La Revolución industrial supuso el estímulo para fragmentar esta colocación ancilar. La disolución de los roles, tradicionalmente impuestos por motivos orgánicos, permitieron romper, junto con el envite de innumerables mujeres, con una disposición injusta y equiparable a un yugo social colocado desde el nacimiento. De este modo, el universo femenino, hasta ese momento enclaustrado en el hogar y en unas funciones muy definidas y concretas, se expande para tomar lo que de suyo le correspondía. La vereda asumida resultó compleja y dificultosa, pero fue arrostrada con entereza por las protagonistas de esta historia. La cuestión se encontraba de manera primordial en la autonomía, pues la dependencia de padres, tutores o maridos hacia realmente complejo el avance social. Solo mediante la independencia económica y la posibilidad de formación fue factible expandir un pensamiento que sigue siendo en no pocos círculos problemático y proscrito.

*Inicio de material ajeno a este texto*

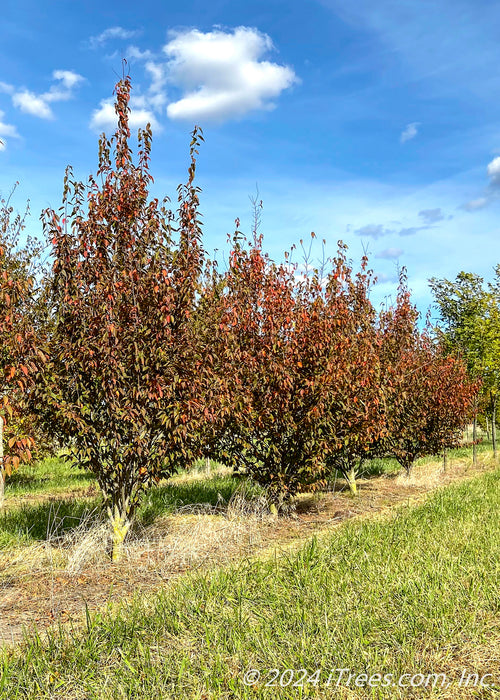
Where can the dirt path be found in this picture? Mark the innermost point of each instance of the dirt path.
(56, 582)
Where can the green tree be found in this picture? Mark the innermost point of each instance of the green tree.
(470, 316)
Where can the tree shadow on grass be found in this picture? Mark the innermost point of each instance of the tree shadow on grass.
(214, 491)
(32, 482)
(44, 521)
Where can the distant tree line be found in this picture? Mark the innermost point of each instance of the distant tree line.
(140, 356)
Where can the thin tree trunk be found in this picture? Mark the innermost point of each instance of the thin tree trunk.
(474, 436)
(120, 520)
(2, 468)
(493, 424)
(351, 481)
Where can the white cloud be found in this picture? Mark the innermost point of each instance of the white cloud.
(39, 104)
(6, 131)
(373, 231)
(390, 253)
(431, 216)
(476, 204)
(104, 118)
(222, 74)
(494, 171)
(33, 104)
(410, 132)
(68, 78)
(491, 193)
(5, 87)
(134, 52)
(111, 33)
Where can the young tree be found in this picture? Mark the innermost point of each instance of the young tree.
(267, 391)
(17, 331)
(470, 314)
(428, 394)
(122, 365)
(350, 417)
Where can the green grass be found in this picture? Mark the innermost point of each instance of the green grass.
(404, 595)
(30, 522)
(48, 476)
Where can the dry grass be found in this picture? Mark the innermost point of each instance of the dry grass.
(59, 577)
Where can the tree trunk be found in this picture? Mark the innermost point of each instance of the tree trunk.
(2, 468)
(474, 436)
(351, 481)
(120, 523)
(493, 424)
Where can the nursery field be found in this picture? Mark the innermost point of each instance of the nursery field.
(393, 593)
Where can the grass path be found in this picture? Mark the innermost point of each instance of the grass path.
(413, 590)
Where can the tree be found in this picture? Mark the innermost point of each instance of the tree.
(297, 356)
(350, 417)
(428, 395)
(471, 317)
(121, 365)
(17, 332)
(267, 388)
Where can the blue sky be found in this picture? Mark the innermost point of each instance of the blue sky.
(374, 122)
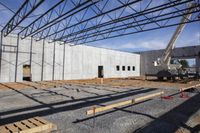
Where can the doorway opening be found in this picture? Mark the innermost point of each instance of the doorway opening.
(26, 72)
(100, 72)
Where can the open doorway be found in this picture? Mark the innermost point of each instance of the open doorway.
(26, 72)
(100, 72)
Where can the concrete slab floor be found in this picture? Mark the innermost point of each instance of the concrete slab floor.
(66, 107)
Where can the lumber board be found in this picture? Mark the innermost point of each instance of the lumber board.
(32, 125)
(186, 88)
(143, 98)
(132, 101)
(100, 109)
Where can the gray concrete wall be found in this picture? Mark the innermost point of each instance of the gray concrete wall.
(147, 57)
(81, 61)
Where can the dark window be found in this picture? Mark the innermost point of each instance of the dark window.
(133, 68)
(123, 68)
(117, 68)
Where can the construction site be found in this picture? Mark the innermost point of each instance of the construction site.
(57, 74)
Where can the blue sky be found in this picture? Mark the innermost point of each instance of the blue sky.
(151, 40)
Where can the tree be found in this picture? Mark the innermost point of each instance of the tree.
(184, 63)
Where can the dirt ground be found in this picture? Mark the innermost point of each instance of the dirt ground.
(65, 103)
(113, 82)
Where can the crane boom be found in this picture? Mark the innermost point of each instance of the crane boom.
(166, 57)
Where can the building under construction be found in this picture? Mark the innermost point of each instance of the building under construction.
(54, 79)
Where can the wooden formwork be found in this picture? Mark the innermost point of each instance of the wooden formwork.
(32, 125)
(95, 110)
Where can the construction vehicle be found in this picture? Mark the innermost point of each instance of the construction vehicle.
(167, 69)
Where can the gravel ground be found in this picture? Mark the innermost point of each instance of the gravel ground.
(66, 107)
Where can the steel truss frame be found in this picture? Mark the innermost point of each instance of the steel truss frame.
(84, 21)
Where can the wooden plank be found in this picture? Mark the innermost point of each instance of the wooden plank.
(12, 128)
(186, 88)
(150, 96)
(26, 122)
(100, 109)
(32, 125)
(41, 120)
(132, 101)
(38, 123)
(37, 129)
(4, 130)
(21, 126)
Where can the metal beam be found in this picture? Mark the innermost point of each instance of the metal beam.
(31, 56)
(63, 75)
(42, 71)
(53, 72)
(17, 56)
(1, 43)
(23, 12)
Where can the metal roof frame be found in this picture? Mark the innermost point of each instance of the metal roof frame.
(93, 20)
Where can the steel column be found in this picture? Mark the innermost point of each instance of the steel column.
(54, 46)
(31, 52)
(1, 43)
(42, 72)
(63, 76)
(17, 56)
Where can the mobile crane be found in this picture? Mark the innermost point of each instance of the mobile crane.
(163, 64)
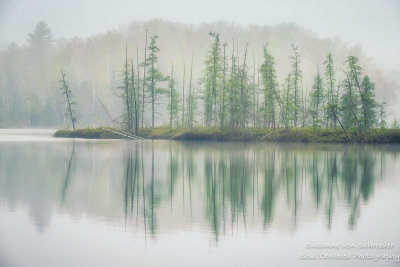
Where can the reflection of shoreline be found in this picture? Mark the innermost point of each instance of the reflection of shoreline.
(229, 186)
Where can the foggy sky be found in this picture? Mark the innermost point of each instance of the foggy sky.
(372, 23)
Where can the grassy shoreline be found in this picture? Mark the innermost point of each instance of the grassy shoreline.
(304, 135)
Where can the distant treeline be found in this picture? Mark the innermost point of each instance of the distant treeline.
(217, 81)
(233, 98)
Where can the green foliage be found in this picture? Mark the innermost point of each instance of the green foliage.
(317, 98)
(41, 37)
(212, 81)
(331, 106)
(268, 75)
(296, 79)
(154, 77)
(173, 101)
(69, 100)
(369, 116)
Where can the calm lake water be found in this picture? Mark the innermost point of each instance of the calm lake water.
(67, 202)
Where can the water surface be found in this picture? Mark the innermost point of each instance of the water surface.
(67, 202)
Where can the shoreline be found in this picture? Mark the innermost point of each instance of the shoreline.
(300, 135)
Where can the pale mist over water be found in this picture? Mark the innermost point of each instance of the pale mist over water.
(81, 202)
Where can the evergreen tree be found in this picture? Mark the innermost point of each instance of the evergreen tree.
(173, 100)
(69, 102)
(369, 116)
(154, 76)
(212, 81)
(354, 71)
(42, 37)
(191, 101)
(296, 76)
(331, 96)
(269, 87)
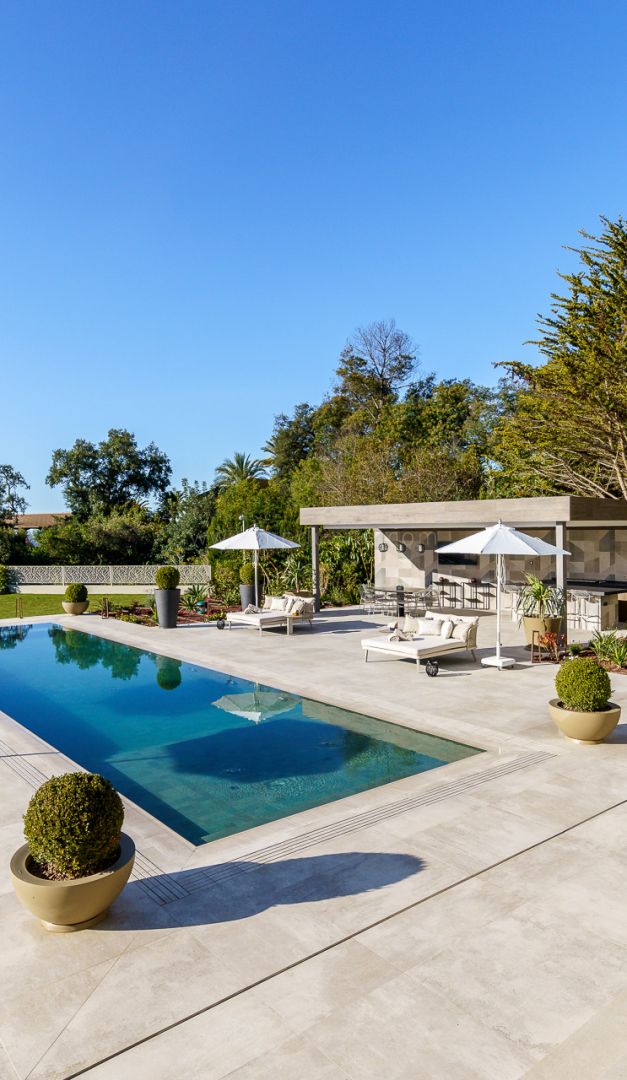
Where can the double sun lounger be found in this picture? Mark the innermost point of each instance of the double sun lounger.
(435, 635)
(277, 611)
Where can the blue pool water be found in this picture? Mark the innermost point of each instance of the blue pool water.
(204, 752)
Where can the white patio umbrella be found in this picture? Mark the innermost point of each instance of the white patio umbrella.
(501, 540)
(258, 704)
(256, 540)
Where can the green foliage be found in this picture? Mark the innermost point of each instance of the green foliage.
(247, 574)
(76, 593)
(610, 647)
(539, 599)
(583, 686)
(73, 822)
(11, 501)
(119, 538)
(239, 468)
(167, 577)
(568, 428)
(98, 478)
(193, 596)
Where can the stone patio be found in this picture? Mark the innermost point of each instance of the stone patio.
(467, 922)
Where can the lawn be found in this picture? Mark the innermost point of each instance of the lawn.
(44, 604)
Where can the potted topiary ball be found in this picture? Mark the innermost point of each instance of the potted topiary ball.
(247, 586)
(583, 710)
(76, 601)
(167, 596)
(77, 860)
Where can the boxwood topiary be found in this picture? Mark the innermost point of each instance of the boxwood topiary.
(76, 594)
(583, 686)
(72, 824)
(247, 574)
(167, 577)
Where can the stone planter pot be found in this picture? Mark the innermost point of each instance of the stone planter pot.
(585, 727)
(246, 595)
(547, 624)
(167, 604)
(77, 903)
(75, 608)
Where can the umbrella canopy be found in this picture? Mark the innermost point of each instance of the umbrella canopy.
(501, 540)
(256, 540)
(258, 704)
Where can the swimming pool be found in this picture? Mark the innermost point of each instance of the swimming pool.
(205, 753)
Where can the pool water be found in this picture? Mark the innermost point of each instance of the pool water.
(205, 753)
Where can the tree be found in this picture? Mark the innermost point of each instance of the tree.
(237, 468)
(191, 512)
(568, 430)
(98, 478)
(12, 502)
(375, 365)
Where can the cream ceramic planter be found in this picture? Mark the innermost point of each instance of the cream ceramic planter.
(75, 608)
(76, 903)
(585, 727)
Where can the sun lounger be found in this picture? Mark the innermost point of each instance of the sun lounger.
(427, 646)
(285, 610)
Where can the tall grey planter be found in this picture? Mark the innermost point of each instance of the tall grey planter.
(246, 595)
(167, 603)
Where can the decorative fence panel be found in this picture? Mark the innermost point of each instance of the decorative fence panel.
(190, 575)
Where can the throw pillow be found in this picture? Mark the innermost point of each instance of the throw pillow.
(430, 628)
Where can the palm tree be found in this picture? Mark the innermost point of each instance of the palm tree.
(240, 467)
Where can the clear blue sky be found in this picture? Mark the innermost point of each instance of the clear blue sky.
(200, 201)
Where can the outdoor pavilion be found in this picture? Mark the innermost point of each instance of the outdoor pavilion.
(407, 536)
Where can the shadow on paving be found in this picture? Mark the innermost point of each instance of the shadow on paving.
(239, 890)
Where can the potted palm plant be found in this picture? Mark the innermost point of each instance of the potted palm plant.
(247, 584)
(167, 596)
(75, 601)
(77, 860)
(583, 711)
(542, 607)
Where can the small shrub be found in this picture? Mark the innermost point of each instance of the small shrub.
(247, 574)
(583, 686)
(76, 594)
(72, 824)
(167, 577)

Sin la otra mitad de la población no hubiese sido posible el avance, aunque todos los hombres podemos llegar a reconocer la igualdad intersexos. Los últimos tiempos se han dedicado a la educación poblacional en general y, de manera más concreta, a los varones apoltronados en la cultura patriarcal. Para muestra un botón: los ataques continuados e inmisericordes sufridos por Irene Montero y todas las propuestas salidas del Ministerio de Igualdad. ¿Qué mayor prueba de su necesidad que esta disposición agresiva y refractaria? Para Beauvoir, y hablando en un tono genérico que por fortuna comienza a extinguirse, el hombre admira a la mujer en la medida en que contempla el perfil femenino desde el prejuicio del respeto a la madre, la hermana, la pareja o la hija, el resto de féminas vienen a caer en el cajón de sastre de la alteridad y de la incomprensión. Desde esta perspectiva, la hembra torna motivo de satisfacción sexual, social o cultural por el camino de la sumisión. Incluso, se reserva cierto tono beatífico para el matrimonio, y se restringen las prácticas sexuales alternativas para aquellos ambientes en los que es posible el pago por la consecución de la subordinación.

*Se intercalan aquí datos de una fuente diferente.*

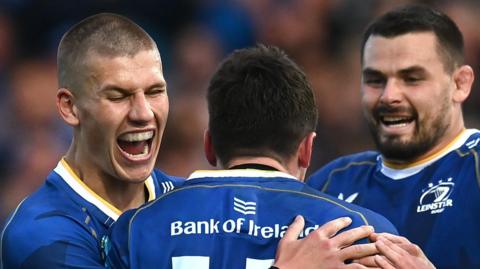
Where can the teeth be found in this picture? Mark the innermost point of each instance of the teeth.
(398, 125)
(390, 119)
(136, 137)
(143, 154)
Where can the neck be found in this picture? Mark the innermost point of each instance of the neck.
(120, 194)
(447, 140)
(285, 167)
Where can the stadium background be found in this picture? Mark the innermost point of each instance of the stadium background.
(193, 36)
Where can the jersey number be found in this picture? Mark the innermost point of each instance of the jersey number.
(203, 262)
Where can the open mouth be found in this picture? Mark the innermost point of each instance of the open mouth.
(136, 145)
(396, 121)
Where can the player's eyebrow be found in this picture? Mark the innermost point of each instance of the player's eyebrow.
(413, 69)
(115, 88)
(372, 72)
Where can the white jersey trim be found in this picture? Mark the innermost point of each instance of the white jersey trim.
(89, 195)
(239, 173)
(397, 174)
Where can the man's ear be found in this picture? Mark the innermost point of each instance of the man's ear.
(305, 150)
(66, 107)
(208, 147)
(463, 78)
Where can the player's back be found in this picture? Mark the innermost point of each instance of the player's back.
(226, 219)
(61, 224)
(426, 202)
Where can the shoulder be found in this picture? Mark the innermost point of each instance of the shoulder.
(360, 215)
(472, 142)
(346, 165)
(40, 234)
(160, 176)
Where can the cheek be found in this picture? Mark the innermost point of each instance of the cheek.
(161, 108)
(368, 101)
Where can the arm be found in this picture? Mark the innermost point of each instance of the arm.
(396, 252)
(115, 244)
(323, 248)
(49, 242)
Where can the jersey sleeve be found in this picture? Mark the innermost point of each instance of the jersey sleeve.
(115, 243)
(49, 242)
(379, 222)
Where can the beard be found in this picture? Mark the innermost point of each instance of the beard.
(426, 135)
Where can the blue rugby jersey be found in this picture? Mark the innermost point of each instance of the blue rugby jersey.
(62, 223)
(435, 202)
(224, 219)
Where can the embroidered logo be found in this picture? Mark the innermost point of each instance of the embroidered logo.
(167, 186)
(436, 198)
(244, 207)
(349, 199)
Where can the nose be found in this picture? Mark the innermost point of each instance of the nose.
(392, 92)
(141, 110)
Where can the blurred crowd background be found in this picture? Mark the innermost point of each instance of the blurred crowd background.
(322, 36)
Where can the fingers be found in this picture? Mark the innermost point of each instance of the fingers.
(347, 238)
(403, 243)
(359, 251)
(360, 266)
(390, 250)
(382, 262)
(368, 261)
(332, 227)
(394, 238)
(294, 230)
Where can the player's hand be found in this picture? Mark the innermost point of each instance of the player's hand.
(396, 253)
(323, 248)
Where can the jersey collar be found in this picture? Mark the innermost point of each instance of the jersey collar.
(76, 184)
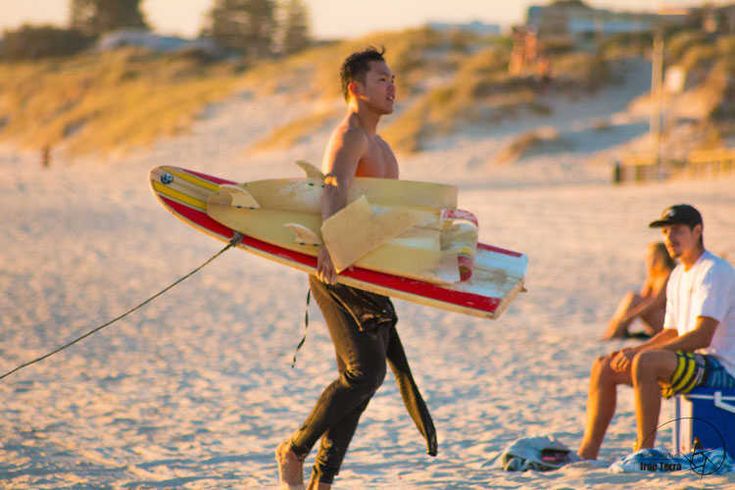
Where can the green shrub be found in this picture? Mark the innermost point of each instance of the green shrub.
(35, 42)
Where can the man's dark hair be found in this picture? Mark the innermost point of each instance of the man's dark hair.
(356, 66)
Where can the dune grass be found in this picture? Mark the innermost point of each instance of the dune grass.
(107, 101)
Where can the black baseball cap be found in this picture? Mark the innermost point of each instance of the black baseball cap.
(678, 214)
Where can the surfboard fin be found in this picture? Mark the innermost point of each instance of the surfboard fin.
(235, 196)
(357, 229)
(310, 170)
(303, 235)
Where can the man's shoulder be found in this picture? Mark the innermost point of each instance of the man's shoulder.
(348, 134)
(717, 268)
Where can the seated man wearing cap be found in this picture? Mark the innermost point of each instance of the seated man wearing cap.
(695, 348)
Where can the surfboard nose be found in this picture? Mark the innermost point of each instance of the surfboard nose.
(162, 175)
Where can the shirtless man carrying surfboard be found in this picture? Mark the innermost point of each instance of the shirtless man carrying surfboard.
(361, 324)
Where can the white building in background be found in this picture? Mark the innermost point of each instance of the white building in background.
(573, 18)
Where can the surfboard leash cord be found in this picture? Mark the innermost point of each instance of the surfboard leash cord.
(236, 239)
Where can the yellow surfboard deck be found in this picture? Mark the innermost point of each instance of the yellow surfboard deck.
(498, 274)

La violencia ejercida hacia la mujer tiene innumerables facetas y para la francesa no es más que una muestra de lo expuesto en los párrafos precedentes. Estas maneras de subyugar la otredad vienen marcadas por el dominio masculino que, de manera evidente, pretende prologar su vigencia, pues, en algunos casos, siente su incapacidad cuando se refleja en el espejo mujeril. De aquí el empleo de la intimidación en todas sus formas: verbal, psicológica o física. En este orden de cosas podríamos hablar de las denuncias de pinchazos con el supuesto fin de lograr la sumisión de la alteridad. Dudo de manera firme de la probabilidad de que mediante un pinchazo en el contexto de una pista de baile puedan lograrse los efectos anunciados en los medios; otro modo de esclavizar mediante el terror social. Una inyección intramuscular de poco más que un segundo se antoja imposible para lograr la inoculación de cualquier sustancia que inhabilite a un adulto. Ahora bien, de lo que tengo la certeza es que se están produciendo estas agresiones, aunque los actores sepan que con ello no van a conseguir anular a la mujer, al menos en desde una perspectiva física.

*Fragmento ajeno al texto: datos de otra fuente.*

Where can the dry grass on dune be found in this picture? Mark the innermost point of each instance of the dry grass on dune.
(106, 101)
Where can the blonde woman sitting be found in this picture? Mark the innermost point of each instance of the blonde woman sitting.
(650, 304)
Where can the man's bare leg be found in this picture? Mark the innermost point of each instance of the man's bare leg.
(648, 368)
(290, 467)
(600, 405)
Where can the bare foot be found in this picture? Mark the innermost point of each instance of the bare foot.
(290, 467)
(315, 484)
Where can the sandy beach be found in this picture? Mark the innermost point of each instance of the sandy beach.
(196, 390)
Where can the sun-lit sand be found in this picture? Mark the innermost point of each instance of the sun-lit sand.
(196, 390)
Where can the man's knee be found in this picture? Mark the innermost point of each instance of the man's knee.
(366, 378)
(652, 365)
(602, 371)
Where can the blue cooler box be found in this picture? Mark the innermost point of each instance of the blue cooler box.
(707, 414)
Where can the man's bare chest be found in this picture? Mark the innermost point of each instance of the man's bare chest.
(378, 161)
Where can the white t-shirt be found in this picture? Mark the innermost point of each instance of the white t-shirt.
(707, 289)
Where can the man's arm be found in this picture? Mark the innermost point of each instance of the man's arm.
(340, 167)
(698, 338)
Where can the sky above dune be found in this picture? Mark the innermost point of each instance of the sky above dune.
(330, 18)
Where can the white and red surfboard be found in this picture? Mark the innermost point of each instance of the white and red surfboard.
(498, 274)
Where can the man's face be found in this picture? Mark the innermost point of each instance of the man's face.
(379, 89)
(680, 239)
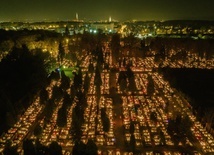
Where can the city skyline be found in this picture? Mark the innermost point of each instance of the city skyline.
(23, 10)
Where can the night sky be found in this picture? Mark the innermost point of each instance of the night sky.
(16, 10)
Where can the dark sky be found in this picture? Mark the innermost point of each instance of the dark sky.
(11, 10)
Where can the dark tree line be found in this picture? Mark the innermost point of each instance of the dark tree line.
(24, 73)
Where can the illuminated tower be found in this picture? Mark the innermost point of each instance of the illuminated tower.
(110, 19)
(77, 18)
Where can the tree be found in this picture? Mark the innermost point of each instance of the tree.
(38, 131)
(132, 143)
(62, 117)
(153, 116)
(9, 149)
(65, 81)
(79, 148)
(91, 148)
(55, 149)
(61, 53)
(150, 86)
(86, 83)
(28, 147)
(97, 78)
(106, 124)
(43, 96)
(115, 47)
(131, 127)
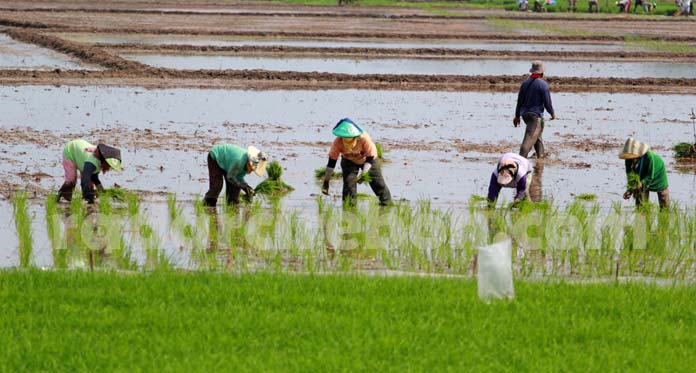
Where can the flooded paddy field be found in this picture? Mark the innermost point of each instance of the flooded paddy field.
(222, 41)
(418, 66)
(440, 140)
(459, 135)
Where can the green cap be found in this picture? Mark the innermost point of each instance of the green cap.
(114, 163)
(346, 128)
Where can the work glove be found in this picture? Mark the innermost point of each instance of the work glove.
(327, 178)
(366, 169)
(248, 190)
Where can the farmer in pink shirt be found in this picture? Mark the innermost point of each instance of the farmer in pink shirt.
(358, 153)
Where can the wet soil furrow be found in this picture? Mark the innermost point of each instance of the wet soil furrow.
(261, 79)
(84, 52)
(339, 13)
(401, 52)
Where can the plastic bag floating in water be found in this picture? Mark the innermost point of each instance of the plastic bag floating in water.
(495, 271)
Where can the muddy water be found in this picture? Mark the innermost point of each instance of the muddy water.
(16, 55)
(419, 66)
(439, 145)
(221, 41)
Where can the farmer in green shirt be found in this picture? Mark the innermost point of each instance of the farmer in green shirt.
(650, 168)
(231, 163)
(79, 155)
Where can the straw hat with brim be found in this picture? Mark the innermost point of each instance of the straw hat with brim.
(115, 164)
(505, 173)
(537, 67)
(258, 160)
(633, 149)
(346, 128)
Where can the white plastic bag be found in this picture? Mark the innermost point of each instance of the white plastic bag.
(495, 271)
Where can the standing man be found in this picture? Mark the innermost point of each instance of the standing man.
(650, 170)
(231, 163)
(533, 98)
(358, 153)
(512, 171)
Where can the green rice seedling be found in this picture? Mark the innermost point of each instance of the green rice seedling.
(273, 186)
(23, 220)
(133, 204)
(105, 206)
(380, 151)
(633, 182)
(365, 178)
(684, 150)
(586, 197)
(116, 194)
(53, 229)
(172, 209)
(319, 174)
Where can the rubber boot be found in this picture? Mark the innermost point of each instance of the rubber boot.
(209, 202)
(65, 192)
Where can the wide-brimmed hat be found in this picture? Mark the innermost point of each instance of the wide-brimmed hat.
(537, 68)
(111, 155)
(633, 149)
(504, 178)
(346, 128)
(258, 160)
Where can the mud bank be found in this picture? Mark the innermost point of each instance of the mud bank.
(399, 52)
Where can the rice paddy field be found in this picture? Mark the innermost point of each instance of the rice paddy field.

El ámbito psicológico es diferente. Aquí es donde se produce el mal, pues el miedo comienza a expandirse a lomos de la misoginia que pretende invadir el espacio femenino. En este caso el de la diversión y la autonomía. Algunos hombres cobardes se muestran intimidados ante el empuje femenino y los logros alcanzados y, por este motivo, pretenden inocular el pánico por medio de un método novedoso, aunque no tan alejado de los empleados hasta la fecha. Esta epidemia de picotazos no muestra más que la impotencia masculina ante la emancipación de las mujeres. Quizás tendríamos que analizar el ascenso de ciertas fuerzas políticas para comprender en profundidad este peligroso fenómeno.